We arrived at Anyho Wharf at about 5.30 , we were able to reverse on to one of the pontoons at The Wharf which was lucky as there were no towpath moorings. We had a lovely socially distanced BBQ with Sarah, Tabitha, Steve and Janet.

Day 4 – Role Reversal

We switched roles today, with Sarah doing the helming through the locks, and me doing the locks. I was all over the shop, even walking off leaving a gate open at one point – obviously short on practice!

The morning saw us cast off at an earlier than usual 8am, aiming to reach the Claydon flight not too long after their 10am opening time. With all the queues yesterday, we didn’t want to get stuck at the back and risk not getting through.

Getting up early does come with its risks – today a gentleman decided to dry off by the window, and hurriedly covered himself with his towel when he saw us go past. Sarah waved hello and then he swiftly closed the curtains with a big swish of his hands. Luckily we only saw his top half!

We were glad we’d stopped yesterday where we did, but there were plenty of moorings further on. Why one boat decided to moor on a bend, and a rather shallow one at that, was a mystery. They definitely weren’t going anywhere though, well secured for the night even if it were at a bit of an angle!

We passed through Fenny Compton, hoping to get rid of our rubbish but couldn’t find the bins anywhere, so carried on up through the narrows. A few boats had moored in the narrows, probably attracted by a rare stretch of armco railing. They didn’t leave much room for anyone to pass, but we breathed in and squeezed through.

We reached Claydon top lock at 10:30, only to find no queue at all. Rather surprised but delighted, we carried on. The next lock was closer to our original expectations, with a queue but only a few boats so very little delay compared to yesterday and we made short work of it, Sarah helming and me doing the locks

There was a very cute little tractor in the garden of one of the lock cottages, we both thought it quite sweet.

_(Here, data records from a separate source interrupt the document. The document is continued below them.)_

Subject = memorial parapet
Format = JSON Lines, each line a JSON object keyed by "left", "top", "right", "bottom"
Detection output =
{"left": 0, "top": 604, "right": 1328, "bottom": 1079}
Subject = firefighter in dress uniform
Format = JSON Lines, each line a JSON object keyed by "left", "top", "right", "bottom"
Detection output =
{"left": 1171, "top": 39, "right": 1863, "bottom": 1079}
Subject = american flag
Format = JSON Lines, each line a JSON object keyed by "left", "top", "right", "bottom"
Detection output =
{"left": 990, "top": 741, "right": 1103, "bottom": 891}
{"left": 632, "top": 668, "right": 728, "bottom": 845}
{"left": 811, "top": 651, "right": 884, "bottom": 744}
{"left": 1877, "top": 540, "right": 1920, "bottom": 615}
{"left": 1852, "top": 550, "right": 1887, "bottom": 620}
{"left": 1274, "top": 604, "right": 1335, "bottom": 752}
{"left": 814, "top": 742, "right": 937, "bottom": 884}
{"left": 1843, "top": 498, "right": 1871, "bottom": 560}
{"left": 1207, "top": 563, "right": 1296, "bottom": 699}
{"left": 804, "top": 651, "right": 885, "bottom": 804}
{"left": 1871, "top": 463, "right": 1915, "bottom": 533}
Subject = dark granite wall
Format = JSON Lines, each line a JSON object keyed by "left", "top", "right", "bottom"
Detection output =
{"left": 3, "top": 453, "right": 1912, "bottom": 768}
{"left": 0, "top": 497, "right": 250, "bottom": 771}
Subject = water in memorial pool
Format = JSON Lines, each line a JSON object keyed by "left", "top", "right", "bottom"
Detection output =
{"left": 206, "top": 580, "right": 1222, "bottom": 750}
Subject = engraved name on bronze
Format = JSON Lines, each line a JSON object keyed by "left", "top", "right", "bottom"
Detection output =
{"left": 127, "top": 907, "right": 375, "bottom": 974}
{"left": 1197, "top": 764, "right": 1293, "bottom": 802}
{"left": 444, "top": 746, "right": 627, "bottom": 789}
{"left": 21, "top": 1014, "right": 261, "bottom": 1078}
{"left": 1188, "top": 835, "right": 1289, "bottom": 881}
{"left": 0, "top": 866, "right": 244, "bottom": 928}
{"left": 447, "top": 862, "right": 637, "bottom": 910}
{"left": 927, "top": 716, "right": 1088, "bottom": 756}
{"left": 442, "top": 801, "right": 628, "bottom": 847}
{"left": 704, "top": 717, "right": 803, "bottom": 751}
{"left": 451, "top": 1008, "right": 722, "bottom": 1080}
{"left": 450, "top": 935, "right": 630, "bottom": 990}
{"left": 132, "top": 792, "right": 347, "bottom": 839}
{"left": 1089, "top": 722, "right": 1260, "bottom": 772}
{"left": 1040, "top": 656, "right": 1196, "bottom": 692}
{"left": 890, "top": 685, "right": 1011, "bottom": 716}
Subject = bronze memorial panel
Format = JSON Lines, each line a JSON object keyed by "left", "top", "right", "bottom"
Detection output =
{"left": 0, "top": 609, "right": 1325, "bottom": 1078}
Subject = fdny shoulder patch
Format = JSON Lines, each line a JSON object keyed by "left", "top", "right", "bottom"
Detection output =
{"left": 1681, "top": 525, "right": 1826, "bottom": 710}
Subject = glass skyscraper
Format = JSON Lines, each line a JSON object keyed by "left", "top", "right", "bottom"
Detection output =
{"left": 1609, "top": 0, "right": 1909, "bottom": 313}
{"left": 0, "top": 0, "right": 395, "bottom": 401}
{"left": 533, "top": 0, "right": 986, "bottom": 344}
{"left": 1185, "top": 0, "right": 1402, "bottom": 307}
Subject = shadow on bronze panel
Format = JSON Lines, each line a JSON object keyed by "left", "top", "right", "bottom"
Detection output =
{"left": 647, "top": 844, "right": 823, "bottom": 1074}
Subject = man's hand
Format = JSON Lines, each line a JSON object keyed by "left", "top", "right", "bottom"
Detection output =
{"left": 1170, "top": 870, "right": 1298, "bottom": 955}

By the end of the flight, I was a bit more into the swing of things, kicking one gate open behind me as I stepped over to the other side (no jumping allowed!).

We stopped just after Cropredy marina, where it looks like they’re expanding to a third basin and just putting in some clay for the bottom. We remembered visiting the (new at the time) second basin when we purchased Oliver six years ago, but in the end Heyford Fields won out. Cropredy is going to absolutely massive when the third basin is done.

We moored up and headed to the shop for a much needed ice cream given the lovely warm and sunny day we’ve had, plus a few supplies. Then it was back to Oliver for a few hours to chill out, and then back into Cropredy for a pub meal in the evening – our first meal out for a very long time!